NACSO connects the communities and organisations that manage and conserve Namibia’s natural resources
NACSO intern looks at Sustainable use and livelihoods
Herman Aindongo had the privilege to travel with NACSO Director Maxi Louis to Zimbabwe in May to broaden his experience of conservation in southern Africa. His report on the regional SULi meeting follows below.
"An Eastern and Southern Africa SULi (Sustainable Use and Livelihood) meeting was held at Chilo in the Mahenye communal land, Masvingo province in Zimbabwe from the 23rd – 24th of May 2017. The objectives of the meeting were to bring together a group of practitioners from Eastern and Southern Africa to discuss the potential collaboration for the two regions on sustainable use of wildlife resources and livelihoods issues. Another objective was to find common ground for the two regions to contribute to the implementation of SULi’s 2017 - 2020 strategy. There were also discussions how these contributions could be made and to establish an informal interim process to carry forward agreed actions from this workshop.
This regional meeting was seen as crucial to address the issues of the sustainable use of wildlife resources, rural livelihoods and human-wildlife conflict management in east and southern Africa. There was a strong element of CBNRM in the discourse which was the primary motive for the selection of the meeting location. The Mahenye area Is renowned for its successful CAMPFIRE (Communal Areas Management Programme for Indigenous Resources) programme. CAMPFIRE is a Zimbabwean CBNRM programme and it is the foundation upon which many CBNRM programmes in southern Africa have been established. It started in the 1980’s and this was the beginning of communities benefitting from their wildlife. This is also the area where Zimbabwe’s second largest national park, Gonarezhou National Park is located.

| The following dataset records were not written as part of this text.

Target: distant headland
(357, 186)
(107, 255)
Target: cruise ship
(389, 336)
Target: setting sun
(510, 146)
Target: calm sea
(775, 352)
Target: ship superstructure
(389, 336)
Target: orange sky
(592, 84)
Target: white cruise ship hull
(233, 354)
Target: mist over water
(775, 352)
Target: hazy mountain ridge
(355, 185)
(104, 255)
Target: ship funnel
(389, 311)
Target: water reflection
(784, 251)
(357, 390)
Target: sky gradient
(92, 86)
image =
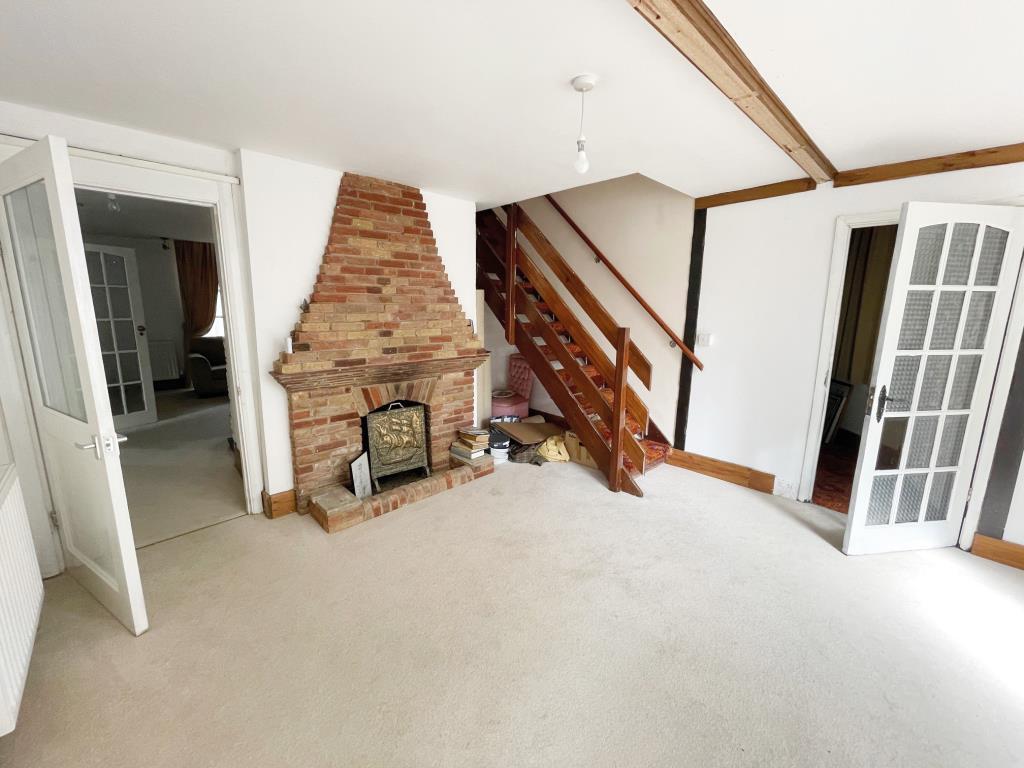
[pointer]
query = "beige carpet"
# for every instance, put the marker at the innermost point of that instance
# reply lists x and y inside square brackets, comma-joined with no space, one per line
[179,474]
[532,617]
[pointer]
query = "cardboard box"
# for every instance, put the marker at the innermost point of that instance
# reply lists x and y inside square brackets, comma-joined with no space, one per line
[527,433]
[578,452]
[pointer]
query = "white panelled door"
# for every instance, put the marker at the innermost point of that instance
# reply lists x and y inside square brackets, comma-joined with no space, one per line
[951,284]
[48,276]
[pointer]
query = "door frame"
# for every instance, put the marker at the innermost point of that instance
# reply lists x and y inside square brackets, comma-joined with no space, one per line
[110,173]
[826,343]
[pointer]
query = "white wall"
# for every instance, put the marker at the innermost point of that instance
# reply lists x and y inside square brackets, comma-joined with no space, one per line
[644,228]
[158,281]
[763,294]
[454,224]
[288,211]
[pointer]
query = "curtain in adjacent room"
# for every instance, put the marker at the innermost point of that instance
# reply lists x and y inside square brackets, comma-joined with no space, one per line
[198,280]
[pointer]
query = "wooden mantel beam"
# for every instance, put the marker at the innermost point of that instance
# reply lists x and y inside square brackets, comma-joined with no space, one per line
[694,31]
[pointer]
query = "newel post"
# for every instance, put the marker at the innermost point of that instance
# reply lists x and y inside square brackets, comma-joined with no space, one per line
[619,409]
[512,225]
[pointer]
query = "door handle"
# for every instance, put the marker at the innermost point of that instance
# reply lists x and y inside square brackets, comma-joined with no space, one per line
[883,399]
[99,445]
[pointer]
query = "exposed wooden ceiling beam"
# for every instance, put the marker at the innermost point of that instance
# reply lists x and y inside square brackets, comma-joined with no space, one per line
[957,162]
[694,31]
[756,193]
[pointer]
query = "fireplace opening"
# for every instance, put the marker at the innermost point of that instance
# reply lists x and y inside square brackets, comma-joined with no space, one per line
[396,438]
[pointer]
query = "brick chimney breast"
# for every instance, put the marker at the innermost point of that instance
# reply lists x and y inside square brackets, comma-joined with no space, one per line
[382,318]
[382,295]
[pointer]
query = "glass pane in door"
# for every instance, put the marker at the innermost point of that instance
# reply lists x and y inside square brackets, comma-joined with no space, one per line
[43,295]
[112,300]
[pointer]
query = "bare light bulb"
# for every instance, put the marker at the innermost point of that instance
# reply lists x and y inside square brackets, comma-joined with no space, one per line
[582,163]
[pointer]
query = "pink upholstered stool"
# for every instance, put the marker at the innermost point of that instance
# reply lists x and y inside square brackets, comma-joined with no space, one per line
[516,401]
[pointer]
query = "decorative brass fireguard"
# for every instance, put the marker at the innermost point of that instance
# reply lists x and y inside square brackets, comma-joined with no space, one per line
[397,440]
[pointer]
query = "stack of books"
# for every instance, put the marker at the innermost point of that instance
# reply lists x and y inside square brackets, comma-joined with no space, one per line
[471,445]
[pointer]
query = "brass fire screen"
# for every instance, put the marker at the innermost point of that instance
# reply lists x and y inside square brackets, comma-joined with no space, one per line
[397,440]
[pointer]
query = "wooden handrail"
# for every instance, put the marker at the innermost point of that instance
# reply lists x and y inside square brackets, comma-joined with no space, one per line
[510,270]
[687,352]
[617,424]
[581,292]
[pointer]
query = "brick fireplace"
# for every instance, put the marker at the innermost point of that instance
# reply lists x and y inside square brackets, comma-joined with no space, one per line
[382,325]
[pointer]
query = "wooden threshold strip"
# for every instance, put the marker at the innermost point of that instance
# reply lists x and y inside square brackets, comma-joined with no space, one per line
[756,193]
[734,473]
[956,162]
[1007,553]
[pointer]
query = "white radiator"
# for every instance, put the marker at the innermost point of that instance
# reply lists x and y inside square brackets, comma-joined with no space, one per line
[164,359]
[20,597]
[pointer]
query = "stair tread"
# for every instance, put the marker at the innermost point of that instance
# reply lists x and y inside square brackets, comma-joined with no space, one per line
[494,231]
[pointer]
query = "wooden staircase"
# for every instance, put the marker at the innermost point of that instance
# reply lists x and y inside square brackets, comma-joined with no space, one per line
[590,388]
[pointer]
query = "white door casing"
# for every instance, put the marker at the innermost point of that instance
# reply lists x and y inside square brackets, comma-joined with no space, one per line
[44,261]
[950,288]
[117,301]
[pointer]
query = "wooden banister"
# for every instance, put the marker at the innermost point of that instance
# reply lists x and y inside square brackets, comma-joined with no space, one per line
[510,270]
[581,292]
[617,424]
[687,352]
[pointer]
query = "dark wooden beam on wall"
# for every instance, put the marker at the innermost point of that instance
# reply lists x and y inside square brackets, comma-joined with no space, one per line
[690,326]
[756,193]
[956,162]
[695,33]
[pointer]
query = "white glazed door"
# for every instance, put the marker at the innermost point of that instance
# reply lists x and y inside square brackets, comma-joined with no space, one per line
[48,276]
[117,301]
[951,284]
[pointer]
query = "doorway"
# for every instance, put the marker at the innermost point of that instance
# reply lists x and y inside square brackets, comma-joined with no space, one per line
[154,276]
[867,268]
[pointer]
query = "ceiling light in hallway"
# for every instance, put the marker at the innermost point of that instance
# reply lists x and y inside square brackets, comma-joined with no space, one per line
[582,84]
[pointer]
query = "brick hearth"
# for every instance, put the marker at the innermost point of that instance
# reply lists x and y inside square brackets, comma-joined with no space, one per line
[383,324]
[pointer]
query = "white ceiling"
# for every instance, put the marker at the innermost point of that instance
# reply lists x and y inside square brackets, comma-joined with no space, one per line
[883,81]
[142,217]
[470,97]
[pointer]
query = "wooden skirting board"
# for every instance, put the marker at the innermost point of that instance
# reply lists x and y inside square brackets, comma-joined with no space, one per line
[727,471]
[995,549]
[279,505]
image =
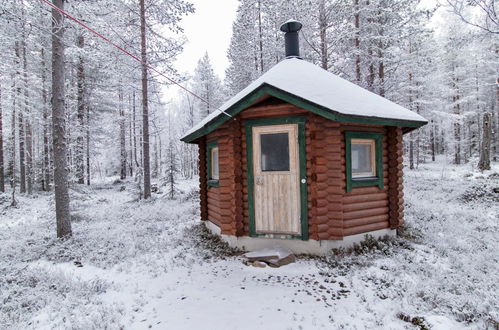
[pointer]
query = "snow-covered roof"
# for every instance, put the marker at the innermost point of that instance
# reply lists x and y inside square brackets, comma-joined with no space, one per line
[318,87]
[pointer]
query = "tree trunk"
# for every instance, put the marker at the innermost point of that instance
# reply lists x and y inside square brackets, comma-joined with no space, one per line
[12,164]
[88,145]
[137,165]
[2,177]
[59,125]
[28,128]
[323,34]
[46,127]
[260,34]
[22,160]
[123,156]
[432,140]
[80,115]
[484,163]
[411,151]
[145,111]
[357,42]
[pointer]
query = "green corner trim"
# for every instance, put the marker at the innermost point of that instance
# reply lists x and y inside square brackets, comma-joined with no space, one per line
[209,147]
[300,121]
[266,89]
[363,182]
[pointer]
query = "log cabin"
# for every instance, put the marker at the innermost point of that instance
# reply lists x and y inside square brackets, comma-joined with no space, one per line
[302,158]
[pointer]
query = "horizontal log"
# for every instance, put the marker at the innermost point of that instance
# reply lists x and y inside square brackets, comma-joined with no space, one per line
[378,129]
[335,233]
[365,205]
[365,213]
[366,228]
[364,190]
[349,199]
[365,221]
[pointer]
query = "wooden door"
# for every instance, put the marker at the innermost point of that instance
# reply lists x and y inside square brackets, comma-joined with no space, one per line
[276,174]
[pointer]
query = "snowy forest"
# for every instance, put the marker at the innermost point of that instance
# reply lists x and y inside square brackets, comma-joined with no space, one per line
[79,105]
[445,71]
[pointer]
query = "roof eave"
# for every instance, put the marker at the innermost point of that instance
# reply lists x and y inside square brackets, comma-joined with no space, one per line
[266,89]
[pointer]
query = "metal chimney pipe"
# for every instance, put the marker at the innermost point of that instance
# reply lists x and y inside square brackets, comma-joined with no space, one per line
[291,41]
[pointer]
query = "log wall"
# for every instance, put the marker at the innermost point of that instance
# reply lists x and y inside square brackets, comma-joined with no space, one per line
[332,212]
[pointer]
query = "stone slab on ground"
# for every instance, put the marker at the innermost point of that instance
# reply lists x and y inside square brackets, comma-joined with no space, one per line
[275,256]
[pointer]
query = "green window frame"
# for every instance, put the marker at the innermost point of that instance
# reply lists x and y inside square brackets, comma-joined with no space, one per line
[377,180]
[212,182]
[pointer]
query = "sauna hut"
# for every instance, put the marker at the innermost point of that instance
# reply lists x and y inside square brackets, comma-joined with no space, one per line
[302,158]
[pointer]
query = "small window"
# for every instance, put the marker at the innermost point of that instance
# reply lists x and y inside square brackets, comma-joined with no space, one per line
[364,159]
[275,152]
[213,164]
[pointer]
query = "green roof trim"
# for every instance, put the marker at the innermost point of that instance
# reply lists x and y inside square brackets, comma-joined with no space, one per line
[266,89]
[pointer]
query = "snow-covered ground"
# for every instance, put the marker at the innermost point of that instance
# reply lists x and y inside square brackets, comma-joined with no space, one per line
[137,265]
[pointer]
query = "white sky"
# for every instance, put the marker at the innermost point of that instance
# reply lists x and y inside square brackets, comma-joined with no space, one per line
[208,29]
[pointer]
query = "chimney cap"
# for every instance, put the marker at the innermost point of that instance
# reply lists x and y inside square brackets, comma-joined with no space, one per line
[291,26]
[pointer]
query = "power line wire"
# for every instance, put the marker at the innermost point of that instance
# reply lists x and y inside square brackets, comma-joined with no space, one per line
[64,13]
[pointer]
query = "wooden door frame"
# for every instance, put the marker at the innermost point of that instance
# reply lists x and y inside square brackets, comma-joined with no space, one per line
[300,121]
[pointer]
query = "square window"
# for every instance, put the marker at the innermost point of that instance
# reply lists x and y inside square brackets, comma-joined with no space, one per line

Overall, the meeting yielded good results. A list of issues that SULi needs to address were identified, such as the need to address the ignorance of the African diaspora and the world at large towards the complexity of conservation of Africa’s biodiversity. Coming up with mechanisms that are pro-people and pro-conservation to ensure sustainable use of biodiversity and social upliftment was also one of the issues discussed. An action plan has been drawn up and various meeting attendees have volunteered to work on these action points."